Pedidos de pensiones graciables siguen en Cámara de Diputados

 

La semana pasada, el pleno de la Cámara de Diputados dio media sanción al proyecto de ley que establece la derogación de la ley que regula la concesión y aumento de pensiones graciables, que fue promulgada en el 2010. Sin embargo, en reunión de la mesa directiva realizada ayer nuevamente incluyeron en el orden del día tres proyectos que solicitan el otorgamiento de pensiones graciables.

Una de las personas a ser beneficiadas es Pablino Haedo Martínez, solicitado por el diputado liberal Antonio Buzarquis. Se pide G. 1.500.000 para el mismo, que alega sufrir de artritis y crisis hipertensiva

Otro pedido es para Tomás Valiente Silva. El proyecto fue presentado por un grupo de diputados colorados y liberales que solicitaron la suma de G. 1.500.000.

La tercera persona es Antonella Luján Franco. Es una niña de cinco años que sufre una “enfermedad congénita, rara e incurable”, dice el proyecto presentado por el colorado Derlis Maidana.

El legislador solicita un monto mensual de G. 2.000.000 para la niña.

La Ley 4027/10 fue creada para regular la concesión y aumento de pensiones graciables, y establece en uno de sus artículos que podrán acceder al subsidio las personas mayores de 60 años, imposibilitadas de generar los ingresos necesarios para una vida digna.

También señala que el beneficiario debe haber prestado significativos servicios al país, haberse destacado en actividades científicas, artísticas, deportivas o culturales. Ser ascendiente de conscriptos fallecidos en acto de servicio, que la pensión no supere el salario mínimo vigente y no sea menor al 70% del salario mínimo.

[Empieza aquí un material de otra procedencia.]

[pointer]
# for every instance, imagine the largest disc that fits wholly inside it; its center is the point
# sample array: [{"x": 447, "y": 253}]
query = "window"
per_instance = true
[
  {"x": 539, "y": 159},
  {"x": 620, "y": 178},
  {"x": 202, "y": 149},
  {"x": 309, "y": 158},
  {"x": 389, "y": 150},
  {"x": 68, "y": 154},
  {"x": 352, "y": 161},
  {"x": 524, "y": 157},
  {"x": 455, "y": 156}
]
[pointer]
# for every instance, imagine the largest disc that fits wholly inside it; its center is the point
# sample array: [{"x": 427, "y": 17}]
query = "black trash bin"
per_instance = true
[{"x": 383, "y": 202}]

De acuerdo a los datos suministrados por los legisladores, son 404 las personas que perciben pensiones graciables del Estado, que insume el monto de G. 6.232 millones anuales.

El objetivo de las pensiones graciables es otorgarlas a las personas que las merezcan por los diversos servicios que hayan prestado a la nación, habiendo realizado algún acto heroico, que haya aportado algún servicio a toda la comunidad o en beneficio de gran parte de ella, pero la discrecionalidad en su otorgamiento deriva ahora en su posible derogación que está en manos del Senado.